A sports fan from another era

The boy was about 10. Sports consumed him, sometimes at the expense of school. This time of year — when early fall becomes early winter – was compelling. Baseball was wrapping up, hockey was winding up and football was playoff time. The boy loved it.

Television was new. World Series games were during the day. Always. This conflicted with elementary school, 15 minutes away by bike. He always went home for lunch and, during the Series, for a half-hour window to watch baseball.

One weekday, his fourth-grade teacher asked him to deliver homework to a fellow student who was away sick. Knowing this cut into his World Series window, the boy became mysteriously ill, went to the principal’s office to rest and ultimately was allowed to go home. Just in time for the first pitch.

Against her better judgment, the boy’s mother allowed him to “recover” on the couch, in front of the TV. During the fourth inning, he called from the living room: “What’s for lunch?” He was…sick.

On days when faking sickness didn’t fly, the boy smuggled his transistor radio into class (who even knows what a transistor radio is?).
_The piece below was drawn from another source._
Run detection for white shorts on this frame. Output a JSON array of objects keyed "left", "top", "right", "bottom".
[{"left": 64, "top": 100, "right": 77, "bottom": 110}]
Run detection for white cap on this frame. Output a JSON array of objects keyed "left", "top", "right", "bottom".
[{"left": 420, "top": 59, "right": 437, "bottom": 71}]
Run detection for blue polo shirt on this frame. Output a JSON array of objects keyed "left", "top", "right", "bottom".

He opened his desktop (of wood), put the radio inside, threaded the earphone cord through the inkwell (inkwell?), under his shirt and up its sleeve to his ear. It beat listening to social studies. He got caught. The radio was confiscated. His day was extended — detention.

Hockey was easier to follow. Games were on the radio, at night. Foster Hewitt’s voice crackled through the speaker, to which the boy’s ear was pinned. When hockey was on TV, in black and white, it featured the Toronto Maple Leafs. Always. In Manitoba, the telecast picked up the game partway through the second period. It was half a game, but the boy loved it. Understandably, he became a Leafs’ fan. After the third period, a famous Canadian singer, Juliette, appeared on the TV. He hated Juliette. She stood for game over.

Football was king. Grey Cup time. Before television, the boy listened on radio. The first Grey Cup he watched was down the street at a neighbour’s, because the neighbour had a TV. The game was on Saturday afternoon. Always. The boy watched it on Friday night…six days later, after the film had been shipped west from Toronto, presumably by Pony Express.

The boy’s most memorable Grey Cup was amazing. His favourite team, the Winnipeg Blue Bombers, were down 14-0 early against Hamilton. His mother walked in from a shopping trip and said to dry his tears, because the Bombers would win. His mother knew little about football. The Bombers won, 35-28.

That boy wrote this Distant Replay, prompting his wife to quip: “Wow…that’s a very distant Distant Replay.” It is, back to an age when instant replays on TV were new, and played just once — today, that’s six replays from different angles. An age when sports announcers could be heard — today, crowd noise and in-stadium entertainment drowns out everything, and when it was impossible to PVR a game to watch it later, hoping nobody told you the score. And an age before sports fans like my grandson could become in his words a “highlights kind of guy.”

Maybe that’s why in distant eras, sports felt so romantic.